The patient is 19 years old and comes in for the first time into the office. She has actually seen someone else before. She has been recently started on OCP’s (oral contraceptives). She was first on a tricyclic for three months. She was then switched to a progestin only (norethindrone) daily because of a previous history of migraines.  (Progestins are three dimensional chemical analogs of the real hormone progesterone.) The other practitioner was concerned about possible stroke.

 

She was asked if she had sexual intercourse regularly and replied somewhat sheepishly not often. I pointed out to her that her sheepish response probably reflected some degree of being uncomfortable with the idea of sexual relations with her boyfriend and this she would need to explore. She was also advised that progestin only contraception could be associated with a) normal menstrual flow, b) no menstrual flow, and c) constant irregular flow.

 

She underwent a pelvic examination which showed no evidence of any findings of inflammation present in the pelvis. She was advised that she probably fell into the c) category.

 

She was advised how the menstrual flow was controlled from the hypothalamus and pituitary glands in the brain acting in conjunction with the ovaries to produce different hormones, the final activity of which caused the lining of the uterus to grow, ripen and then shed when no pregnancy ensued.

 

She was given the black box analogy about the systems way of looking at the human or any organism. The characteristic input stimulus and output adaptive response was discussed. The energy flow in the black box part of the system was also discussed. The nervous system control in the sympathetic/parasympathetic system, in terms of its ability to increase or decrease energy flow and processing, in the black box portion was discussed.

 

She was told that the typical western medical approach was to modify the flow of the process in the black box by pharmaceuticals which affected different levels of the five part flow a) incorporation of energy b) transfer of energy c) utilization of energy d) and recycling of utilization products. She was told this is the equivalent of modifying a computer’s output by changing the chips or resistors on the motherboard. Certainly, the output would change, but there would be no predictability. This, essentially, is what happens, when a new drug is introduced, as it is not possible to truly know its effect on a population, until the entire population is exposed. From this perspective, there is no predictability, even in the use of her OCP’s.
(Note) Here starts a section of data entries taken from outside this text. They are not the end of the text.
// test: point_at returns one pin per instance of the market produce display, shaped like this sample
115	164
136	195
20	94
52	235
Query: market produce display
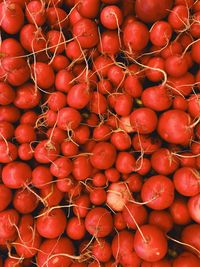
100	133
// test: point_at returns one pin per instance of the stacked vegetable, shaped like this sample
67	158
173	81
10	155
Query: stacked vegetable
99	133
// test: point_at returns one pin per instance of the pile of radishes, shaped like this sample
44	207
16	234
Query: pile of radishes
100	133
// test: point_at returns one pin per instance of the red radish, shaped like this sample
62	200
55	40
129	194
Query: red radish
74	16
5	197
155	69
59	62
25	133
186	181
12	262
9	113
143	166
8	220
151	245
25	152
99	179
27	96
119	222
135	36
88	9
12	17
52	250
102	250
73	51
46	151
109	43
134	215
57	135
172	49
78	96
121	140
160	33
98	196
186	259
102	132
125	162
68	118
41	176
82	168
35	13
28	242
193	207
190	236
146	143
63	80
56	42
161	218
68	148
8	152
103	155
32	39
194	105
150	11
102	65
164	162
11	47
99	222
180	103
116	75
123	104
29	117
182	85
61	167
158	192
6	130
117	196
111	17
134	182
14	70
51	224
112	175
51	195
178	17
56	17
174	126
39	70
85	30
179	211
123	250
143	120
82	206
162	263
16	174
132	86
7	94
176	66
81	135
157	98
195	49
75	228
24	201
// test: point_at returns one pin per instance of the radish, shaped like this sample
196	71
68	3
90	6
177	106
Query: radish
150	11
118	196
16	174
99	222
55	250
158	192
152	244
48	220
174	126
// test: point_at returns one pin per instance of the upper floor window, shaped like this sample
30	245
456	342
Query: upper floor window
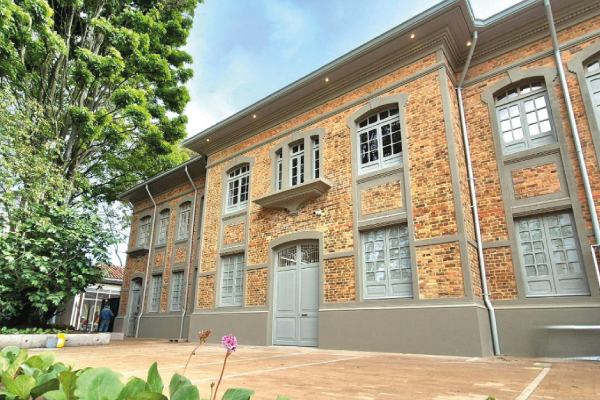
184	220
144	231
524	117
163	227
238	183
380	140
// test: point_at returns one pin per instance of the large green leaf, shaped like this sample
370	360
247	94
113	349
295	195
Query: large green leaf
21	386
177	382
48	386
133	387
98	382
238	394
188	392
155	383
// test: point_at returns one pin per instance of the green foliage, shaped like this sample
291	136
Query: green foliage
58	382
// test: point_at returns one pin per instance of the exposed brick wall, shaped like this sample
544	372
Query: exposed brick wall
206	291
500	273
440	271
256	287
381	198
233	233
535	181
339	280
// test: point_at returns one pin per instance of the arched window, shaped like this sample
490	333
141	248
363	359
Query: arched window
144	237
184	220
524	116
163	227
238	183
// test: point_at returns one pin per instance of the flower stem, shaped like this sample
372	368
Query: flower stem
221	377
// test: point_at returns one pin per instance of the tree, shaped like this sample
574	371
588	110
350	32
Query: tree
107	77
51	256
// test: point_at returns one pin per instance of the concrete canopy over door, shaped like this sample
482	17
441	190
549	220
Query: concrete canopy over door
296	295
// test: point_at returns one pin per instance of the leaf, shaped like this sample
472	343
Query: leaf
177	382
40	389
98	382
55	395
21	386
238	394
68	381
187	392
133	387
155	383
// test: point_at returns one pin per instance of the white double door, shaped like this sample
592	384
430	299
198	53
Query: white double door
297	296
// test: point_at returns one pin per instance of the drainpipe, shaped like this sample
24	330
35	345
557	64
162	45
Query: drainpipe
187	272
137	326
563	83
482	272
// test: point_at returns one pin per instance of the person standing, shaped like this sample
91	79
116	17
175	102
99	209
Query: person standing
105	316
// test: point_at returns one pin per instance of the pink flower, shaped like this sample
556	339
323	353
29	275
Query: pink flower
229	342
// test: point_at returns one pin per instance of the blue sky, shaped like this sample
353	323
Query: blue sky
244	50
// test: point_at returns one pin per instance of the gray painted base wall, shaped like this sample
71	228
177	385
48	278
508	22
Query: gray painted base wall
248	328
526	332
460	331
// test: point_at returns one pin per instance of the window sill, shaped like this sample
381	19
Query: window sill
293	198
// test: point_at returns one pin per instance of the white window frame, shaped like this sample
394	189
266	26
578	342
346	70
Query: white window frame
380	262
513	108
232	280
373	125
177	290
238	179
185	212
156	294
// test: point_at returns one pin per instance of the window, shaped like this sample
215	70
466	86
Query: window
550	256
177	291
184	220
524	117
163	227
386	263
380	141
156	289
297	164
232	280
237	188
145	231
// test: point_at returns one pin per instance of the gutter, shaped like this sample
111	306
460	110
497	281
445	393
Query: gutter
482	272
189	266
137	326
563	83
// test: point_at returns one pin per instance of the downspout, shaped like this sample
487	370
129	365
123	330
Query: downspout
189	266
563	83
482	272
137	325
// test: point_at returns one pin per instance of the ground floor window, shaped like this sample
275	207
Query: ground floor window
232	280
386	263
550	256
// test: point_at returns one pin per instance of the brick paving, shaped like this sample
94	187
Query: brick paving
306	373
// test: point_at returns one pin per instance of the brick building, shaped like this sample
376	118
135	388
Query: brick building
338	211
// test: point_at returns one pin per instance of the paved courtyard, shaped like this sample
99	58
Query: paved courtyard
304	373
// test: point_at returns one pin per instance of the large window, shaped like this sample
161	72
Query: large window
524	117
163	226
386	263
177	291
238	183
232	280
380	140
156	292
550	256
144	237
185	211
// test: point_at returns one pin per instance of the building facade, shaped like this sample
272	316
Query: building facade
338	211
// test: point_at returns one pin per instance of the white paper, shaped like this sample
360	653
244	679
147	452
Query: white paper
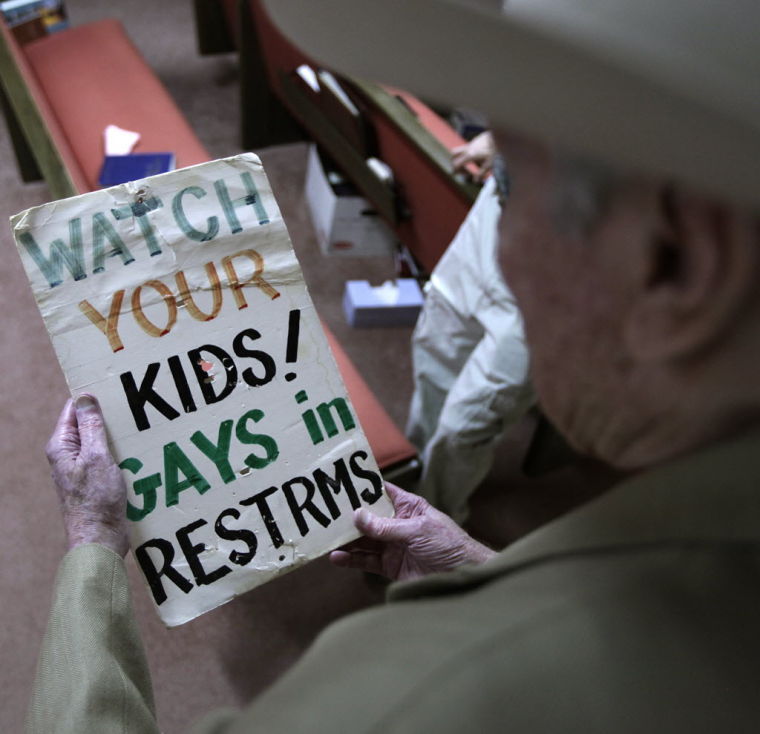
243	458
118	141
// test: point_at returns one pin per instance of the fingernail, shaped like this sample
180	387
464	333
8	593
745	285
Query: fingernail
85	402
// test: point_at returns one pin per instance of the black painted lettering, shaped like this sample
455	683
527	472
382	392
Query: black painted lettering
205	380
266	361
370	496
305	505
247	536
153	575
260	500
137	397
192	553
329	485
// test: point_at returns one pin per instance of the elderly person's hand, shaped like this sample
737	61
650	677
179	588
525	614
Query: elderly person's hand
418	541
479	151
90	486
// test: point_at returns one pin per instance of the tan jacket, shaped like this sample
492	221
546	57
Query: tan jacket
637	613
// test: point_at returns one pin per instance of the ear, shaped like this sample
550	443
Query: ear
699	269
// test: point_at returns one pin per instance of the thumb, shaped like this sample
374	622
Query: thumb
388	529
92	432
65	437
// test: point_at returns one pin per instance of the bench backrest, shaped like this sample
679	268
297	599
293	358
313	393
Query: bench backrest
37	120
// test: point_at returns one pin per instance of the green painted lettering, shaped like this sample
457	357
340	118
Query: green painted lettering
219	454
212	223
176	461
60	254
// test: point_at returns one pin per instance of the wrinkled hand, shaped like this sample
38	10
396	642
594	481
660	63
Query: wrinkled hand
419	541
480	151
90	487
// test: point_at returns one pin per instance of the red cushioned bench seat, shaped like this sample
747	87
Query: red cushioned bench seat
93	76
389	445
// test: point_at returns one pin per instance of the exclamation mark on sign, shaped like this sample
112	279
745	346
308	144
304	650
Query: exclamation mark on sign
291	351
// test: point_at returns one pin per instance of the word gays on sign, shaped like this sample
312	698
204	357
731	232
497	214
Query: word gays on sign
178	302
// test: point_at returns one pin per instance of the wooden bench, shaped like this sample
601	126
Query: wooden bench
61	91
427	204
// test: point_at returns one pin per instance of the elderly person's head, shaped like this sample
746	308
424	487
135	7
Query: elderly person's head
631	131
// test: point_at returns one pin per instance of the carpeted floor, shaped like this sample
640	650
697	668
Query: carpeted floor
226	656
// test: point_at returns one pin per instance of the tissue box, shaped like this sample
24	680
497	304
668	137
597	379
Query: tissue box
345	223
391	304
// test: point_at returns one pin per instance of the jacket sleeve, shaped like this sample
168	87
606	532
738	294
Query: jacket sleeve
92	674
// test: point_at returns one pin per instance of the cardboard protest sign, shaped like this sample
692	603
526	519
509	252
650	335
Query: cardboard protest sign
178	302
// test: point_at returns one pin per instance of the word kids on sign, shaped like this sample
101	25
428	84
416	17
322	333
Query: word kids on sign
177	301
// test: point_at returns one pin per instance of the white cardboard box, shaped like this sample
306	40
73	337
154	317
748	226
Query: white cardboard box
345	225
391	304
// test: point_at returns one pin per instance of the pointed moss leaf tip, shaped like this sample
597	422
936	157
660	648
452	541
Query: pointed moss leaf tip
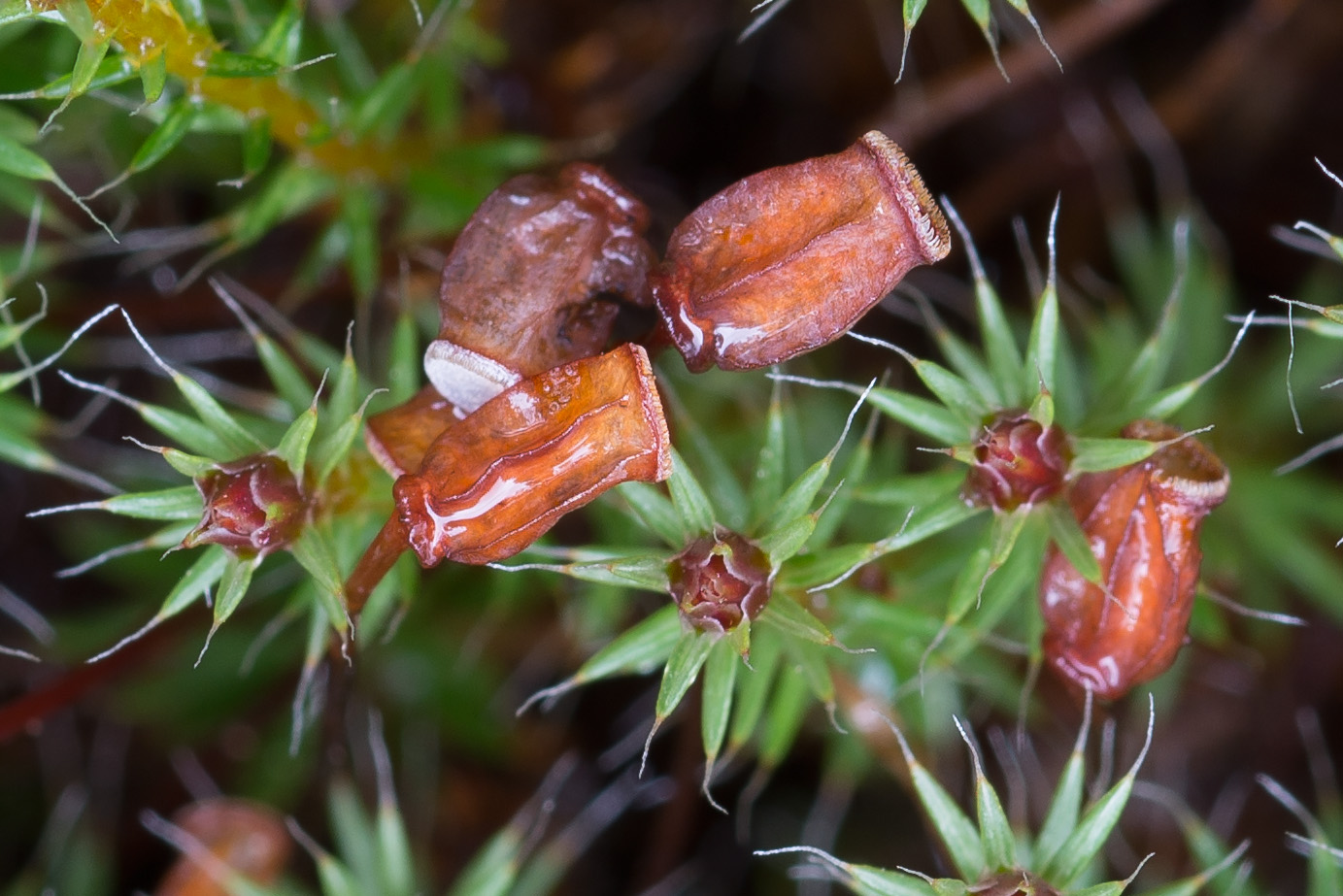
1094	826
994	828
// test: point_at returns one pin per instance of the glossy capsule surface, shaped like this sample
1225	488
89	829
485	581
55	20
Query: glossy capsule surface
533	281
496	481
789	258
1143	524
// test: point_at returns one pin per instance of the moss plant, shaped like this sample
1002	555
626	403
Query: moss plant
221	227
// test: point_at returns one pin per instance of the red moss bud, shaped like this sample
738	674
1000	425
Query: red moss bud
252	506
719	581
245	837
532	281
789	258
1143	524
1017	462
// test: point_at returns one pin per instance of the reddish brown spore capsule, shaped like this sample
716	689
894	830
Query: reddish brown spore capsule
498	480
533	279
399	437
245	837
719	581
1143	524
789	259
252	506
1017	462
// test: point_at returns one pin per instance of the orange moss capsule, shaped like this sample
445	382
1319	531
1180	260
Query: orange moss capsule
494	482
1143	522
498	480
533	281
244	837
789	258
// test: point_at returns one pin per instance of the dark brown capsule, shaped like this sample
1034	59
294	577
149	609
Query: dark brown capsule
1143	524
533	281
789	259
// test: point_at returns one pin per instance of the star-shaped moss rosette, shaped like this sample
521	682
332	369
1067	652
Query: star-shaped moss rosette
258	485
994	410
763	651
991	854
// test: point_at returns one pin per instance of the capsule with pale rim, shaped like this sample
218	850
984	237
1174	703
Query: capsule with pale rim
1142	522
789	259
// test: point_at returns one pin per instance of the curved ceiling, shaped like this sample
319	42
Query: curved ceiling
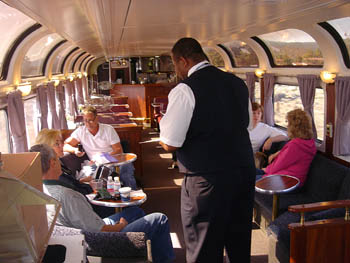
113	28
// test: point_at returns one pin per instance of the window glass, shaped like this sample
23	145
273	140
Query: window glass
4	138
34	59
257	92
30	119
342	25
12	24
319	112
242	54
286	98
293	47
65	49
214	57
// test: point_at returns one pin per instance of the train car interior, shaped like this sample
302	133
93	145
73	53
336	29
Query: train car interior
56	57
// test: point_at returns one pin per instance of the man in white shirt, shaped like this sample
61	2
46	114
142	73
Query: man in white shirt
206	124
263	135
98	138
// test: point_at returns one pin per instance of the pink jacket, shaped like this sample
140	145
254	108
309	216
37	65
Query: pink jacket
294	159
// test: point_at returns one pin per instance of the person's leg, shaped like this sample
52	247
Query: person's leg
156	227
130	214
200	220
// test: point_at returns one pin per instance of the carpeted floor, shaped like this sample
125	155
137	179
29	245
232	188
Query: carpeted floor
163	192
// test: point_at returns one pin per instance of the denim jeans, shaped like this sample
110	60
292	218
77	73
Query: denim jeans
127	175
155	226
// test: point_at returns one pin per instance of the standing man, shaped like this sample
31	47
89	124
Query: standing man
206	123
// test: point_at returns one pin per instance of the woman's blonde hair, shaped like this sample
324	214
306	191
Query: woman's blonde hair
47	136
299	125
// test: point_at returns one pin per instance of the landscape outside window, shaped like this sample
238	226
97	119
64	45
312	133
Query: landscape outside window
214	57
287	98
243	55
293	47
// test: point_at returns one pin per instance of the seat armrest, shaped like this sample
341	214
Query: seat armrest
318	206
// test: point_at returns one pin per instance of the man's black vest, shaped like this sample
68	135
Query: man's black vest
217	138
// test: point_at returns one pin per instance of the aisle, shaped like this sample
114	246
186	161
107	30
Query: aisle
163	192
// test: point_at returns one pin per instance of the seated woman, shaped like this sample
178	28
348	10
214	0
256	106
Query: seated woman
295	157
53	139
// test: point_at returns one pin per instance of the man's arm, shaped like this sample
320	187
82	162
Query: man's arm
116	148
71	146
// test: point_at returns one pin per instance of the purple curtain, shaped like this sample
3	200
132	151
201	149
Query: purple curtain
79	91
51	97
69	97
307	87
17	122
61	109
269	83
251	79
85	88
41	105
341	145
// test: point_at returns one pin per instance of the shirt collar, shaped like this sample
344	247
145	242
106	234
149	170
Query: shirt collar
197	67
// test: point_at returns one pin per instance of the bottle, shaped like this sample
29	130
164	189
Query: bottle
110	186
116	186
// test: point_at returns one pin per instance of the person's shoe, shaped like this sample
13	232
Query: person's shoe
173	166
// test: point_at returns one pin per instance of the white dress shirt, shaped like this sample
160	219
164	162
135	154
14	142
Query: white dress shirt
176	121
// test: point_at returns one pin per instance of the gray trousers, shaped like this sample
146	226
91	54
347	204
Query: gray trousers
216	212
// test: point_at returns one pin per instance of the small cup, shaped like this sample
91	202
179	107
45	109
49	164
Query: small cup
125	194
96	184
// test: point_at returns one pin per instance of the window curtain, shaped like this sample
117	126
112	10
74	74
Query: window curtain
61	109
85	89
307	87
41	105
51	97
251	79
69	97
17	122
79	91
269	83
341	145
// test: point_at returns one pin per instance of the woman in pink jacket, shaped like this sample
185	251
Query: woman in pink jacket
295	157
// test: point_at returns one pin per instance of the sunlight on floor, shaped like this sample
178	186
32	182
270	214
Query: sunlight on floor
175	240
178	181
166	155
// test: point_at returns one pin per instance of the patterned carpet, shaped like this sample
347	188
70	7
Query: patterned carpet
163	192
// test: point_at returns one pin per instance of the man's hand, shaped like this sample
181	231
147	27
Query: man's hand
78	153
267	145
168	148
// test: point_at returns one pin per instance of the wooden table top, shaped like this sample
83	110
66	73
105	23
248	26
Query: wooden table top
276	183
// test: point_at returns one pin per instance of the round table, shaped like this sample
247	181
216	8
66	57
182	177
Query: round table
276	184
137	198
122	158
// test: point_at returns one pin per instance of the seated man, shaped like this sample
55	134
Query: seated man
98	138
263	135
76	211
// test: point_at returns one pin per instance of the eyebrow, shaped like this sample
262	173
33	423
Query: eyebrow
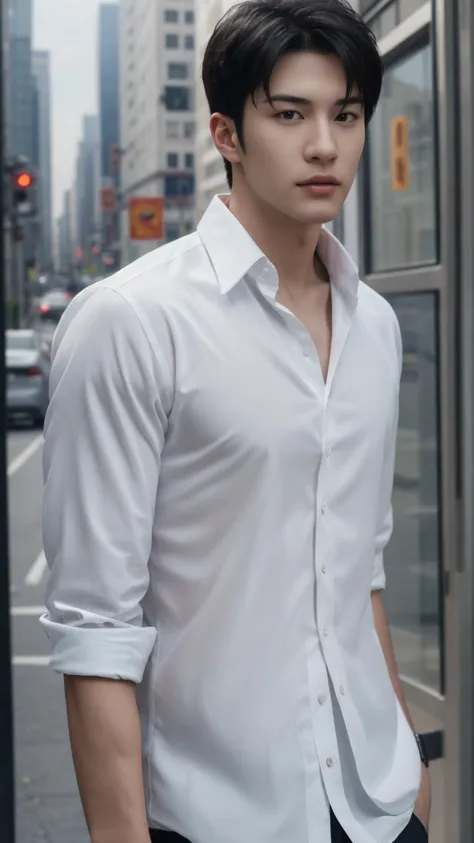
293	100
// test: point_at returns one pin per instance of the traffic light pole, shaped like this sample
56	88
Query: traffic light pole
7	798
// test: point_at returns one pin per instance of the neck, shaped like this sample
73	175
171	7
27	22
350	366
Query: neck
290	246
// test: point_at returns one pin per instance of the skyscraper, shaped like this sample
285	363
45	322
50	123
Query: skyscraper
42	153
109	118
86	218
20	80
157	111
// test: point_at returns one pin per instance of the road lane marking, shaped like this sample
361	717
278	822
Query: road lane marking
36	572
30	661
25	455
27	611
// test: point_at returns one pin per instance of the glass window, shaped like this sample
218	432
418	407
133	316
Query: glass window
388	20
407	7
172	231
402	167
413	556
178	185
171	41
172	129
178	71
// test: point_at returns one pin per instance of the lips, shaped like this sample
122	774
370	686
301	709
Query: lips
319	180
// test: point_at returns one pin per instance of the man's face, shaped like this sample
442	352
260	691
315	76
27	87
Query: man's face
306	132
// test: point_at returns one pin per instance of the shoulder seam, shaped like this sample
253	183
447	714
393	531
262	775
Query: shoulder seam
157	264
160	360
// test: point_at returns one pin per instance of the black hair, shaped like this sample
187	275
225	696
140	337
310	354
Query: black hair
253	35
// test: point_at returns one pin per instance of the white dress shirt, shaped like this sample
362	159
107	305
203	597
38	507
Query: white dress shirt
215	517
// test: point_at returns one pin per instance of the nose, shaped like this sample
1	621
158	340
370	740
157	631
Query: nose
321	144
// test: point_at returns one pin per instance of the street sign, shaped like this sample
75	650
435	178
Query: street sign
108	200
146	218
399	154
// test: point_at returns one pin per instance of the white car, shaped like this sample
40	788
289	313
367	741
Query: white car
27	375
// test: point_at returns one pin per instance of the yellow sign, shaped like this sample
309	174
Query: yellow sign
400	157
146	218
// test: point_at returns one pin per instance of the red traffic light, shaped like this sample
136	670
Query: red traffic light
23	180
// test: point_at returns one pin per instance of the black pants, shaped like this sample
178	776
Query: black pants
413	833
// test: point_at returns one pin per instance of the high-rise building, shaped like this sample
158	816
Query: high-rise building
86	230
42	154
210	172
20	80
157	112
109	122
65	246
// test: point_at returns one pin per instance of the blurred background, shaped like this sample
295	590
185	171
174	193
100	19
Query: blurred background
106	155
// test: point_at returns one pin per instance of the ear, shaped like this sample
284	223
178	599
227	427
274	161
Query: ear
225	138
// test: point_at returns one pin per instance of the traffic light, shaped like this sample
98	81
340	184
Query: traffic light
22	183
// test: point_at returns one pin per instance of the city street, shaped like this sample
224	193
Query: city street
48	807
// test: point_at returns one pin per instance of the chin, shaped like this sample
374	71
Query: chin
318	212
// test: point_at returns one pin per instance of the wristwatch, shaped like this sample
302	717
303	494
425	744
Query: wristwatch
422	749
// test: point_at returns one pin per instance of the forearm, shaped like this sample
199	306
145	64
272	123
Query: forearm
383	631
105	738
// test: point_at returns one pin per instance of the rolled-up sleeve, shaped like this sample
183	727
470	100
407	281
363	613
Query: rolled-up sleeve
385	513
104	435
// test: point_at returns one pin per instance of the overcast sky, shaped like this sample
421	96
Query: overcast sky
68	29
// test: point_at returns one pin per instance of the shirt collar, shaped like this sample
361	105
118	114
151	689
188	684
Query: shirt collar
233	252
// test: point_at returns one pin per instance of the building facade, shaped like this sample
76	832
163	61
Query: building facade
42	155
20	80
157	91
85	217
210	173
109	128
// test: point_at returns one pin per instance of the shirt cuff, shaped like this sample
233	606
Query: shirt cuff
379	579
107	652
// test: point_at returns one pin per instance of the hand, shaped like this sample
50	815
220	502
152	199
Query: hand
423	802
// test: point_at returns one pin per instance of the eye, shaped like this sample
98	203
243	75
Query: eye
289	116
347	117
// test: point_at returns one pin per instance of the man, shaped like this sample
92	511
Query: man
219	462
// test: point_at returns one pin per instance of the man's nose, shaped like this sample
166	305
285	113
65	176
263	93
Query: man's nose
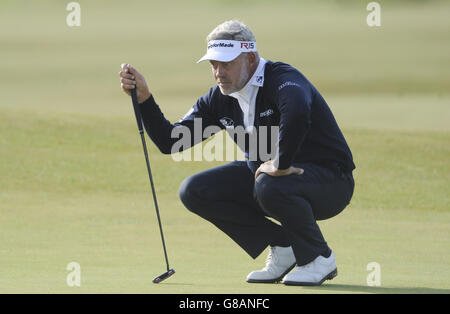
220	71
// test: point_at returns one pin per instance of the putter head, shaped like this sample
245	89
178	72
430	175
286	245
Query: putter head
164	276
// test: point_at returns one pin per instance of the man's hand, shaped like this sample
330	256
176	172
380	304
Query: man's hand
131	78
270	169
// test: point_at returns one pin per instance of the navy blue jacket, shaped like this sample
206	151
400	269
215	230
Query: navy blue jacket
308	131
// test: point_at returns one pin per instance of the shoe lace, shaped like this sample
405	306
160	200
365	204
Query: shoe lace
272	257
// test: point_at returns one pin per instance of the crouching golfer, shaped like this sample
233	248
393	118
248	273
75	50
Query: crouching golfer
309	177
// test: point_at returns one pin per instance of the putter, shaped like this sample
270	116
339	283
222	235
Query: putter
137	113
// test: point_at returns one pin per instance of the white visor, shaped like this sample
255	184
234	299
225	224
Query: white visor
227	50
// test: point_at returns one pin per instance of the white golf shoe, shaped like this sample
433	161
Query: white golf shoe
279	262
314	273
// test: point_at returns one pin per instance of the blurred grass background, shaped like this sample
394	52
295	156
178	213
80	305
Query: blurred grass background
72	176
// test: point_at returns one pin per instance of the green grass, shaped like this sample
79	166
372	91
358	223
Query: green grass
72	174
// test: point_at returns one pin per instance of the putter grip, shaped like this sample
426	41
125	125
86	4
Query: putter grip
137	110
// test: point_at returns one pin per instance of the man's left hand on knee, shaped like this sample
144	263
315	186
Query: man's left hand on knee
269	168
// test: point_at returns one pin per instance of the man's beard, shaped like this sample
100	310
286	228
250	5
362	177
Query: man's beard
243	78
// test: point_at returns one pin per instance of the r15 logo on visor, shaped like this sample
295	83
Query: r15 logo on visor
247	45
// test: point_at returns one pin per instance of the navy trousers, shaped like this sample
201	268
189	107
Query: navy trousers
229	197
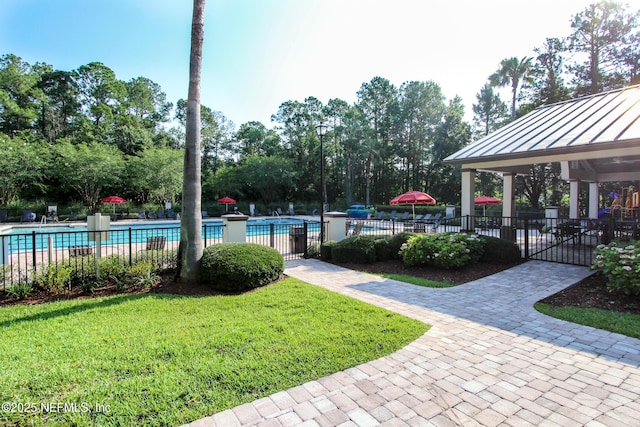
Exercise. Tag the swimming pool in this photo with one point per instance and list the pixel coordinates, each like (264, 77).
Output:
(20, 239)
If she is a candidate for a stroke, she will not know until she has one or until she develops a clot, when pregnant.

 

The other approach in the black box analogy would be to see what changes in input would create the desired output adaptive response. To this end, she would have to look at the fact that human DNA is influenced by emotion. This has been experimentally shown. She would need to address this issue. This was of particular significance as she had “bad acne”, which seemed to be related both to her cycle and to her stress level, as she was to report.

She was amenable to these ideas and indicated a willingness to explore them further. She planned to return to the office in two to three months to evaluate how she was doing at that point.